Cancer Data Science Pulse
For the Love of . . . Data! Dr. Sharpless Shares His Story
At NCI’s Center for Biomedical Informatics and Information Technology (CBIIT), our love for data runs deep. Here, in celebration of NCI’s 50th anniversary and recognizing the Power of Data, we asked NCI and CBIIT staff to tell us what data means to them and to the field of cancer research. This is the first in the series, “For the Love of…Data!” Fittingly, we asked Dr. Ned Sharpless to lead us off as we pay tribute to our love of data!
What made you fall in love with data?
Between my second and third year of med school, I took about a year off to work at NIH in the Howard Hughes Medical Institute-NIH Scholars program. I worked in a lab on campus where I used a cell culture model to study HIV infection in the brain.
In one of the experiments, I added live virus to cultured human brain cells and then harvested and froze the media aliquots from the cultures daily over the course of the week. Then I’d take all the aliquots collected from multiple experiments and, in a single day, do an analysis on each one to find the amount of viral protein in the media at each timepoint post-inoculation.
The purpose of the research was to identify which viral strain isolates were able to productively infect the brain, as well as the specific brain cells that were infected. So each experiment would have many different conditions, timepoints, and replicates; and, because I did all the assays in batch, I would get protein levels from hundreds of aliquots all at once.
Then, by hand using graph paper, I would “crack the code,” matching the viral protein level for each numbered aliquot with the record of when and how that aliquot was collected.
It was like magic. Some of the viral strains showed high levels of viral protein in the media within a few days of inoculation, and other strains didn’t. We called the brain-infecting strains “neurotropic” and eventually proved they were infecting microglia in the cultures.
I remember how wonderful it was when I got those protein level results. Even though the strains were analyzed in near random order from the aliquots, the viral protein levels would be high or low in just the right way, according to the experimental condition. This made me appreciate that data could be really powerful and teach you things you didn’t expect.
What do you think has been the single greatest accomplishment in data science over the past 50 years of cancer research?
It’s hard to say what has been the greatest accomplishment, but I do know what has really transformed the field of cancer data science: RNA transcriptomics.

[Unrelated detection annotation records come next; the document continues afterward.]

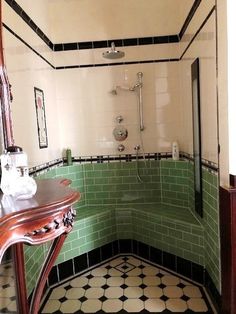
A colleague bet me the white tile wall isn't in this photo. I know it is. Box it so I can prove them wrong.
[181,13,218,163]
[56,62,182,155]
[4,30,61,166]
[1,0,217,165]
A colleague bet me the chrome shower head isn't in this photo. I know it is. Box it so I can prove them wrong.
[102,42,125,59]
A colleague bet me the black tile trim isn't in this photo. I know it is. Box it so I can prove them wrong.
[204,270,221,313]
[44,239,221,313]
[55,58,179,70]
[180,152,219,172]
[5,0,53,49]
[179,0,202,40]
[2,23,55,69]
[29,158,63,176]
[29,152,218,176]
[179,6,216,60]
[5,0,195,51]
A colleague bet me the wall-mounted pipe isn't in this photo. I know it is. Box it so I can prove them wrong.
[135,72,144,131]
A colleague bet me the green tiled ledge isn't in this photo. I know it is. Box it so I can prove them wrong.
[25,204,204,292]
[26,160,220,291]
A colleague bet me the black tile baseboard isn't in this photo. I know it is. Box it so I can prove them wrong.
[47,239,221,309]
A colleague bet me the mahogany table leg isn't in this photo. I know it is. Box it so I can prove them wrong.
[30,234,67,314]
[12,243,29,314]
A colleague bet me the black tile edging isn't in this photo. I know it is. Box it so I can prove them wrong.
[5,0,201,51]
[47,239,221,309]
[29,152,219,176]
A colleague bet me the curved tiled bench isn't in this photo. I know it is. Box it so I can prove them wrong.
[25,160,220,310]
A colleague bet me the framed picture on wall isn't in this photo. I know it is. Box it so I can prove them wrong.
[34,87,48,148]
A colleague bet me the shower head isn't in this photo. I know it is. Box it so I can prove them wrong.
[110,88,117,95]
[102,42,125,59]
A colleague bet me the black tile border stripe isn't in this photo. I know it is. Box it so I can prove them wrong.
[5,0,201,51]
[2,23,55,69]
[5,0,53,49]
[55,58,179,70]
[179,0,202,40]
[43,239,221,313]
[29,152,219,177]
[179,6,216,60]
[3,4,216,70]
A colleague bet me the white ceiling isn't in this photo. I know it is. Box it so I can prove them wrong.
[17,0,194,43]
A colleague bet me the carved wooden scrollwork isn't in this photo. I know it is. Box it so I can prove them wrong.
[25,219,60,237]
[63,208,76,228]
[25,208,76,237]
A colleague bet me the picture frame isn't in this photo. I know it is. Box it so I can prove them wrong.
[34,87,48,149]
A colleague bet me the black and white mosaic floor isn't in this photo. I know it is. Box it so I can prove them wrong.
[41,256,214,314]
[0,256,215,314]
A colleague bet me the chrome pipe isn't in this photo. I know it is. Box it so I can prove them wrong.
[136,72,144,131]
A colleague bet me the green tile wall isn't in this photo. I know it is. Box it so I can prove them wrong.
[160,160,189,207]
[24,244,47,295]
[26,160,220,291]
[83,161,161,205]
[203,170,221,291]
[56,207,117,264]
[133,208,204,265]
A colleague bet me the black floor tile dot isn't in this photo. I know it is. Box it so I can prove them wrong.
[138,264,145,269]
[98,296,108,302]
[82,285,91,290]
[160,295,169,302]
[64,285,72,290]
[180,294,190,302]
[101,284,109,290]
[59,297,68,303]
[139,295,148,301]
[119,295,128,302]
[79,296,88,303]
[105,265,112,270]
[122,256,129,262]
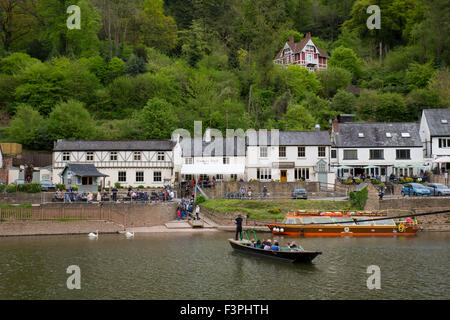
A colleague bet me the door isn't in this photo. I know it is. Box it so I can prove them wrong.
[280,170,287,182]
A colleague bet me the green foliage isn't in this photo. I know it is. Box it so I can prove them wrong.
[349,187,369,210]
[48,100,95,140]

Prior to RNA transcriptional analysis, it was possible to be a cancer data scientist and have only a modest understanding of statistics, while working with Excel on a 1990s desktop computer. Post-RNA expression profiling, everything got much harder. We had to learn (or re-learn) complex data visualization (e.g., heat maps), dimensionality reduction (e.g., PCA), and use much more sophisticated statistics. We also moved analysis from our desktops to the University server (or the cloud). We quickly went from working with one megabyte of data to petabytes.

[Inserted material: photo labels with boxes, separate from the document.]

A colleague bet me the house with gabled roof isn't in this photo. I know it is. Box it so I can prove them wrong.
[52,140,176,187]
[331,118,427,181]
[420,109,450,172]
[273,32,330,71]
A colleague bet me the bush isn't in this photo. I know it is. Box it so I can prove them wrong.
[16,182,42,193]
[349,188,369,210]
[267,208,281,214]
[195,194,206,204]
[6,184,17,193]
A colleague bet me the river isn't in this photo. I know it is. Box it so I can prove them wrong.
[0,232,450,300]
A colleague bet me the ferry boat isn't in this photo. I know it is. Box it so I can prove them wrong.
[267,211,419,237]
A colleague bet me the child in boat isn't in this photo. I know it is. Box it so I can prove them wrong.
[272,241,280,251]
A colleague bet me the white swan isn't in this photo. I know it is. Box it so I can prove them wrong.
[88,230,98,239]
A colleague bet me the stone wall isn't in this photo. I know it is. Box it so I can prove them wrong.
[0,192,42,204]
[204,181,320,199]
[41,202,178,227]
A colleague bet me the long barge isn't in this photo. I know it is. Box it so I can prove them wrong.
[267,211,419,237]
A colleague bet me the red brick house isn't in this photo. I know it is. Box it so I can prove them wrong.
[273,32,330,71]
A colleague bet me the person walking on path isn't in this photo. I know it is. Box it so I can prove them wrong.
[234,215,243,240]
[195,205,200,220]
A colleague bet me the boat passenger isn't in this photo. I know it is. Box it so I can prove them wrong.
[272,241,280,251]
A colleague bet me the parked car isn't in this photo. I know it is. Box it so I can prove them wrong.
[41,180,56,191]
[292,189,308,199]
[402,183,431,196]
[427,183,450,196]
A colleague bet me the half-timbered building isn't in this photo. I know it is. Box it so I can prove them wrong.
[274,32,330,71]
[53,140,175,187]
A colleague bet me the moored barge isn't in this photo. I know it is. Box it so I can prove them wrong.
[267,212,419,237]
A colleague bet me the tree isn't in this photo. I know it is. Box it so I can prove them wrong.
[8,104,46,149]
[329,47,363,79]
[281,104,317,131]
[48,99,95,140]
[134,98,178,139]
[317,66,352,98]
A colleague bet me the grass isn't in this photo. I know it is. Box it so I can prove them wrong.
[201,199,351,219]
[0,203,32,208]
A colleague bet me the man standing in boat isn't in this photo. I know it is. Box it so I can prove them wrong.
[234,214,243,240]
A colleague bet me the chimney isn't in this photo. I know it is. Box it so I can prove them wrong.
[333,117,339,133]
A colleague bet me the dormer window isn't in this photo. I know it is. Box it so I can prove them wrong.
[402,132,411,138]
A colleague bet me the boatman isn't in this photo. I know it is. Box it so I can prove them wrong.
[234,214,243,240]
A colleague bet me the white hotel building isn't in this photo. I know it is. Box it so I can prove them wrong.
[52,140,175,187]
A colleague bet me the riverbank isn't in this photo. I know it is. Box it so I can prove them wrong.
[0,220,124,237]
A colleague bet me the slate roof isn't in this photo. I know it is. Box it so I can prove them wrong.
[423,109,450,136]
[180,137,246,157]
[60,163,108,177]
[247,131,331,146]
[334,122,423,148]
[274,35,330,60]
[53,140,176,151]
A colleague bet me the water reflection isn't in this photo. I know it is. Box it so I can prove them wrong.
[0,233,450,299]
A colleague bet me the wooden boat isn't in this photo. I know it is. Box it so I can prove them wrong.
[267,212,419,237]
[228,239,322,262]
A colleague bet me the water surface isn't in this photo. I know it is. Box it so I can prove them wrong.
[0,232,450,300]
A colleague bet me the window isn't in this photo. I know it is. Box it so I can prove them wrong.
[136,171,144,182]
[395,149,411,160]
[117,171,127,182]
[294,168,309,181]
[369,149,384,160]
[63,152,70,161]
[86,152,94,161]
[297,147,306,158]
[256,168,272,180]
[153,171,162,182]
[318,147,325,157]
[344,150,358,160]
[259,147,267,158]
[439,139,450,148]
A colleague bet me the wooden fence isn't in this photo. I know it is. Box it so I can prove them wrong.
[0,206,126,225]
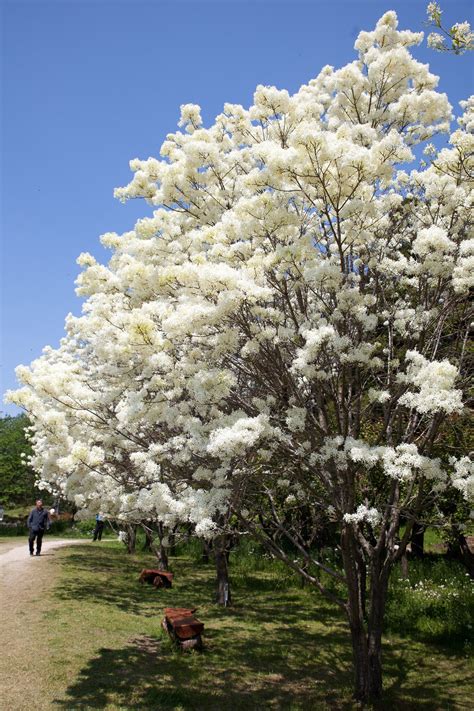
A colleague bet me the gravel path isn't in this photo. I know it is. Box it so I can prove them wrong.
[0,536,85,711]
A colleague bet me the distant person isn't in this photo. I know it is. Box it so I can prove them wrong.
[92,514,105,541]
[27,499,49,555]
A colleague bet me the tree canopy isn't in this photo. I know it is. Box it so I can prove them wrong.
[5,12,474,699]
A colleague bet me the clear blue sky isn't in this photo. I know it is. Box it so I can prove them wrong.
[0,0,473,414]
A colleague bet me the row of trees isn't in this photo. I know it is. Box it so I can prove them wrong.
[9,12,474,700]
[0,415,37,509]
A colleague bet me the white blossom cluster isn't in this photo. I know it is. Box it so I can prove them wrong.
[8,12,474,537]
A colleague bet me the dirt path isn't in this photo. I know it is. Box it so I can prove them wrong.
[0,537,84,711]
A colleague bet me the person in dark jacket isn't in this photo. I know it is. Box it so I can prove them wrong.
[92,514,105,541]
[27,499,48,555]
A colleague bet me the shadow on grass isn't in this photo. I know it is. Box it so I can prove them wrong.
[54,546,470,711]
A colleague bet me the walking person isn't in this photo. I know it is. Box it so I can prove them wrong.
[27,499,48,555]
[92,514,105,541]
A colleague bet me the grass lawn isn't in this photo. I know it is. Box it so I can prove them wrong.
[18,542,473,711]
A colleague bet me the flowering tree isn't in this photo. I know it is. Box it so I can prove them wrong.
[427,2,474,54]
[10,12,474,700]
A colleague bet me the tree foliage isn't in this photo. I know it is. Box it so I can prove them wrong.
[5,12,474,700]
[0,415,37,508]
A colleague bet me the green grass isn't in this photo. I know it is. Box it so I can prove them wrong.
[26,543,472,711]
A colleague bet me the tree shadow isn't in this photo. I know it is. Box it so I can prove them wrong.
[54,546,470,711]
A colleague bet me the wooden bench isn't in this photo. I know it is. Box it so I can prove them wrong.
[162,607,204,649]
[138,568,173,588]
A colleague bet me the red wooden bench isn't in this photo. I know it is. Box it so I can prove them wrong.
[138,568,173,588]
[162,607,204,649]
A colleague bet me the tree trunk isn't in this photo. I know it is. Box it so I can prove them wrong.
[341,527,389,703]
[368,558,389,701]
[447,527,474,578]
[201,540,211,563]
[214,536,232,607]
[411,522,425,558]
[155,522,169,570]
[143,528,153,551]
[126,524,137,554]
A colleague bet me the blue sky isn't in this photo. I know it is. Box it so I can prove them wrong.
[0,0,473,414]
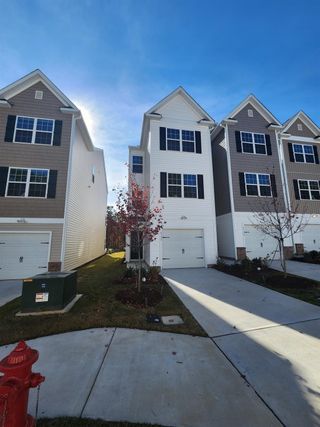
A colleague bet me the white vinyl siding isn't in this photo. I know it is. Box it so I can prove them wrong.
[63,126,107,270]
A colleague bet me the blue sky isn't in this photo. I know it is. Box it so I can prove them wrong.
[0,0,320,203]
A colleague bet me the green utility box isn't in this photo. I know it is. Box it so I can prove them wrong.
[21,271,77,313]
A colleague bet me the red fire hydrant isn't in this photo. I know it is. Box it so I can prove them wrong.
[0,341,45,427]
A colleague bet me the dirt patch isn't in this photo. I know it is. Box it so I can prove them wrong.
[116,286,162,308]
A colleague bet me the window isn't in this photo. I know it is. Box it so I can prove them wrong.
[182,130,195,153]
[6,168,49,198]
[132,156,143,173]
[244,173,271,197]
[183,175,197,199]
[293,144,316,163]
[13,116,54,145]
[298,180,320,200]
[168,173,181,197]
[240,132,267,154]
[167,128,180,151]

As NCI embarks on the next 50 years, can you offer any practical tips or advice that should be considered?
The only constant is change. Cancer data science is moving so fast. There’s no time to get too attached to any specific research approach or methodology. How we analyze data today, and the type of data we analyze today, will be very different in just a few years. So be flexible and stay prepared for what comes next.